E2 downregulates the mRNA levels of EPs and FP, but their protein levels were either upregulated or unchanged suggesting a multilayered regulation of RNA and protein. This apparent discrepancy has to be interpreted with caution. It is not possible to compare mRNA results with protein, as RNA data shows the total expression while immunohistochemistry detects the protein in a cross section. However, it is interesting to note that such discrepancies have been reported before [1, 12, 20, 27]. Although there are justifications based on the techniques used, we speculate that there may be a post-transcriptional regulation. Estrogen is known to regulate mRNA stability of many genes , and could be the possible regulator. A weakness of the present study is that only RNA data from studies 1 and 4 are analyzed. It would have added strength to the study if RNA levels from studies 2 and 3 had been available, enabling studies of long duration of E2 treatment and E2 and P4 combined effects.

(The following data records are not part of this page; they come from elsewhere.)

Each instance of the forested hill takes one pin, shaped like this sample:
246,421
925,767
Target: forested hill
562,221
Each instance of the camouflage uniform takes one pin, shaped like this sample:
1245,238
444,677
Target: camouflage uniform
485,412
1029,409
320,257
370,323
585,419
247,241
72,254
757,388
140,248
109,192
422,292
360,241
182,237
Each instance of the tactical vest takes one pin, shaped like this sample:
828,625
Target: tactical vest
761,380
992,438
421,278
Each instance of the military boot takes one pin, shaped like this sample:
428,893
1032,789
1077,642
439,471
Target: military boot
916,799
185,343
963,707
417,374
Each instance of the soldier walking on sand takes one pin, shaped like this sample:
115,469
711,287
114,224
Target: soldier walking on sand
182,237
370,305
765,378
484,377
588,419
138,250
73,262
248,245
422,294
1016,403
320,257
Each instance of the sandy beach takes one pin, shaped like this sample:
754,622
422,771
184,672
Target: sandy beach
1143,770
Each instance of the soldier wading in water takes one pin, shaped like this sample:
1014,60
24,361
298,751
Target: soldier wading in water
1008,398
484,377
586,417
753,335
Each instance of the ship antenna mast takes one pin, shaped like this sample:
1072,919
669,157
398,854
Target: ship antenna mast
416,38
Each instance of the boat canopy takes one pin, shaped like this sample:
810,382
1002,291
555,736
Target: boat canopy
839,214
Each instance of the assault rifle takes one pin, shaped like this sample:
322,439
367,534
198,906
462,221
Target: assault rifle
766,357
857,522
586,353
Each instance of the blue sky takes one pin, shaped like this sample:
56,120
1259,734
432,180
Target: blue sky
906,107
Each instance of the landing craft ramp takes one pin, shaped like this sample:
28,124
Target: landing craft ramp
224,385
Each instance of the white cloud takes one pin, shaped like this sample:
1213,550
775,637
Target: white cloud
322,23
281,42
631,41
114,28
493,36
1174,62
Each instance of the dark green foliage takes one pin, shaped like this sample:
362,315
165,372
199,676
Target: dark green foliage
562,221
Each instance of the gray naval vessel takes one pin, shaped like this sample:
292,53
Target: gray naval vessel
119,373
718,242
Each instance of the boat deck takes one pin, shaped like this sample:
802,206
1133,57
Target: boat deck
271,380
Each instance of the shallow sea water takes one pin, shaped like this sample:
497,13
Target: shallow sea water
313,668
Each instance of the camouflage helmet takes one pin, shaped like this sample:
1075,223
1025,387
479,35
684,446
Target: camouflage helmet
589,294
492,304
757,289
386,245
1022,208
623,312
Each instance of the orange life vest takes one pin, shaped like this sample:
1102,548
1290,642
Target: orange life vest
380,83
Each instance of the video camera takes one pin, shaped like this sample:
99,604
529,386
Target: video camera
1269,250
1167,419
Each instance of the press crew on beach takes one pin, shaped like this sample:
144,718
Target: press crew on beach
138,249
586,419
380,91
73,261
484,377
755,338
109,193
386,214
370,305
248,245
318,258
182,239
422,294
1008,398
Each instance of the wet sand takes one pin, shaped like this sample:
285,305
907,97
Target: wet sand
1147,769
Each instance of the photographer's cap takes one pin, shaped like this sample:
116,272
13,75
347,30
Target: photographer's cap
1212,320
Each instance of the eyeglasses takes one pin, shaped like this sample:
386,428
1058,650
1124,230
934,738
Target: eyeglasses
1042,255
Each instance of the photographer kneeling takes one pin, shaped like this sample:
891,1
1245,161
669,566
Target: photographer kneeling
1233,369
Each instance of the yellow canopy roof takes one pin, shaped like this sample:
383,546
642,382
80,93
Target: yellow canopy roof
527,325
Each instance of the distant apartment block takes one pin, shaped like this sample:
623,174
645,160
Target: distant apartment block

The exact mechanisms of the steroidal regulation of PG receptors at transcription and translation are not clear. There are reports showing the presence of response elements in PG receptor genes that could be utilized by E2 and P4 to regulate their expression. EP1 has an estrogen response element and AP1 element [29, 30], EP2 has a progesterone receptor binding element , EP3 and EP4 have SP1 binding sites and the FP promoter contains AP1 and SP1 sites [32, 33]. Thus, it is possible that E2 and P4 directly or indirectly regulate the expression of PG receptors through these binding sites. E2 can also bind to G-protein coupled estrogen receptor-1 (GPER) to activate kinase mediated pathways  which may also regulate the expression of PG receptors.